Minha paisagem preferida é… montanhas, em especial a Serra da Mantiqueira, como amo!

Na minha geladeira sempre tem… mostarda sueca com dill, feita pela dona Mia Olsen, minha mãe.

O que mais gosto de fazer com meu filho é… me permitir entrar em seu mundo lúdico e brincar como criança.

No meu estilo não pode faltar… uma linda rasteira da Botti.

Tenho coleção de… pedras, búzios e xícaras antigas. Todo ano, minha mãe me dá uma que era da minha avó, que também colecionava.

Maior conselho que já recebi: Desde pequena, sempre que me via, meu pai me falava: “Filha, como está bonita, mas o mais importante é o que está por dentro”. Isso, acredito, me fez crescer como uma pessoa mais aberta, a dar o melhor de mim e tentar conhecer o interior das pessoas sem pré-julgamentos.

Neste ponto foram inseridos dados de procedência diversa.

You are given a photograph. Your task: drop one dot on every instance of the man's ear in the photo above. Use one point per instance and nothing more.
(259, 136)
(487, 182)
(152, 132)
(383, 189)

Não perco um episódio de: Nunca fui muito de séries. A última vez que não perdia episódios foi na minha adolescência, com Friends (risos). Mas, recentemente, assisti a uma bem curiosa, Midnight Diner: Tokyo Stories. Para os que são vidrados no Japão como eu, recomendo!

Música que ouço em repeat: Como uma boa pisciana com Lua em Peixes, mais uma vez é difícil também citar uma só. Amo Caetano Veloso e Maria Bethânia. Que família é essa? Se é para citar uma música seria “Reconvexo”.

Gostaria de ter uma obra de: Também poderia vir com uma lista, mas vamos lá: Marc Chagall. Aliás, não só uma obra, gostaria de ter tido a oportunidade de um bate-papo. Todas as entrevistas ou exposições que vi fiquei absolutamente encantada; um ser iluminado. A segunda seria de Hilma af Klint, pintora sueca muito a frente de seu tempo, da qual as suas obras já me inspiraram em coleções.

Minha rotina de beleza inclui… um bom demaquilante, massageador e creme para os olhos da Sisley, e sempre um protetor de alto fator solar. Sou filha e irmã de dermatologistas [r e s p e c t i v amente dr. Fernando de Almeida e dr. Guilherme de Almeida].

Meu esporte é… venho de uma família de velejadores e tenistas, puxei mais o lado dos tenistas. Mas tanto o mar quanto o esporte são formas de terapia para mim, sou muito acelerada.

Para desacelerar eu… escuto bossa nova, caminho, medito e quando nada disso funciona, abro um bom vinho!